Saturday, May 10, 2008

Monitoring My Bordom

Today I joined a routine KFOR patrol around north Mitrovica. At a brief meeting a week ago in the UNMIK head-quarters in Pristina with Major HervĂ© Cozettie I discussed going up to the Kosovan/Serbian border well north of Mitrovica with a KFOR patrol. Yesterday I received a call from Lieutenant El Ouardi, a KFOR press officer, inviting me to join an afternoon foot patrol in north Kosovo with a unit of French Marines. Sadly we didn’t leave Mitrovica, staying well south of one the most controversial borders in Europe.

I met El Ouardi and our driver at the main bridge over the Ibar. From there we drove up to the hill above north Mitrovica. At the top of the hill, on which sits a huge soviet monument to Mitrovica’s miners, I met a French marine commando unit. They have been here since January and patrol this region of Kosovo in two hour shifts, 24 hours a day. Their purpose is to keep the peace and monitor the situation. When asked exactly what this meant they said that they walk around looking for anything unusual.

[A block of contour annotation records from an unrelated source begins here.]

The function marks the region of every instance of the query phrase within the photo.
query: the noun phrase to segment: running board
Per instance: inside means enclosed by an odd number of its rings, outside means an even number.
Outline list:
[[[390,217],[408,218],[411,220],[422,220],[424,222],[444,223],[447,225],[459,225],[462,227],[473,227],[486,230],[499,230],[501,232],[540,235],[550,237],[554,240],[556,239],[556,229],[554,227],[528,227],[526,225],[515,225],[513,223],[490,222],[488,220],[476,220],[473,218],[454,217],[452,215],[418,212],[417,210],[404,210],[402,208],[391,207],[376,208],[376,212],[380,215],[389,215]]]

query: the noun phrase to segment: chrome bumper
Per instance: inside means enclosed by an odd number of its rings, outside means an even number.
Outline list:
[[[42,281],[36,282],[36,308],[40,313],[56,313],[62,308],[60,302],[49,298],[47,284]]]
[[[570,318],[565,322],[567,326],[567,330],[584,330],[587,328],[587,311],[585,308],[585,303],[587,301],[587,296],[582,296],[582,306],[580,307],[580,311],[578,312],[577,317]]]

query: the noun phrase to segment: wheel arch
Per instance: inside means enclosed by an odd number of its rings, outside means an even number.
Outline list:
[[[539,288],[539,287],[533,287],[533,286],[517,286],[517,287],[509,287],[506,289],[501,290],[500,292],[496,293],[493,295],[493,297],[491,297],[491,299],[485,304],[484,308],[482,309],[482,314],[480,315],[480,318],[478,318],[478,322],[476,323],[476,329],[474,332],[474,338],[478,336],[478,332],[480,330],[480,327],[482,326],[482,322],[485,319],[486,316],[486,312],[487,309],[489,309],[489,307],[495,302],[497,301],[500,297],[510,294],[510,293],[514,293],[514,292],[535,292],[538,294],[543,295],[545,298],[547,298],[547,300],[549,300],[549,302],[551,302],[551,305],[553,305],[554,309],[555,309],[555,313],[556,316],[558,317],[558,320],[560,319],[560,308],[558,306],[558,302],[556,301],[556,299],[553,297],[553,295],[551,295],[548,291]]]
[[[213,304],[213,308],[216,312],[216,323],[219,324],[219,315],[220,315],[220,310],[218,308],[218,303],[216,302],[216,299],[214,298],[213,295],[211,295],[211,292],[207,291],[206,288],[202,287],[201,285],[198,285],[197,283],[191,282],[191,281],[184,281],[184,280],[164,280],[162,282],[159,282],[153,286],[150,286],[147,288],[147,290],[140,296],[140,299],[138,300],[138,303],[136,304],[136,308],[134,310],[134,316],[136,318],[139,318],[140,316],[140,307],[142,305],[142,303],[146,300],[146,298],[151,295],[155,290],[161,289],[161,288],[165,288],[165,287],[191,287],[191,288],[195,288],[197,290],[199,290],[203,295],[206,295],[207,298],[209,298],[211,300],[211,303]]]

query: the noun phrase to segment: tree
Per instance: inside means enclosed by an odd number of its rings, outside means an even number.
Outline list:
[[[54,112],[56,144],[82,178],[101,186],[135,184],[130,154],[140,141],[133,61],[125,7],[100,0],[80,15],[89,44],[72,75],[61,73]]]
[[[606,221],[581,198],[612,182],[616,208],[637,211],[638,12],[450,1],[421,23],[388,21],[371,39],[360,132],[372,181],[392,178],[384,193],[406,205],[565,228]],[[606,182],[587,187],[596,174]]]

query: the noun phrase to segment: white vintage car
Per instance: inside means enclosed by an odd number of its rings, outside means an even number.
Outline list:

Anything out of the ordinary they report to KPS. They gave an example from last week when they had seen some Serbians burning pictures of the moderate Serbian president Boris Tadic and had radioed KPS about it. It is hardly the kind of work you associate with marines.


I asked them about March 17th, when a group of Serbs over-took the courthouse in north Mitrovica. In the ensuring violence a Ukrainian UN solider was killed by a grenade. Several others were injured. KFOR were called in and the situation was resolved relatively quickly. The marines said that they are only called in if a situation is too much for the KPS. Effectively they are the third line of security forces. They said that if they had been policing the town on that night the disturbance would never have escalated to the levels of violence that it did, and that a life would not have been lost.

It is unlikely that they would say otherwise, and their opinions are likely to be true. The problem is that KFOR is a military outfit, and to have international soldiers on the streets in the place of local police officers is not sustainable. UNMIK is here to administer the development of Kosovo from a violent and fractured region to a stable and self-sustaining state. A large part of this is developing a police force that can maintain the rule of law without having to rely on the presence of foreign military power. UNMIK has spent the last nine years helping Kosovo to develop an efficient and effective police service. If they still relied on KFOR alone for the rule of law then they wouldn’t have been doing their job.

The result is that KFOR’s day-to-day routine is little more than running the kind of mundane patrols that I went on. Before I met the marines I had expected to be told where we were going and to tag along with them. Instead they asked me what I wanted to see. They obviously felt there was little else for them to do but show me what I wanted to see. Sadly they wouldn’t take me up to Serbian/Kosovan border. Instead we worked our way back down the hill and walked through Mitrovica, monitoring the peace of a fairly relaxed Saturday afternoon. We’ll wait to see if this attitude remains throughout tomorrow when Kosovan Serbs go to vote in the Serbian general elections.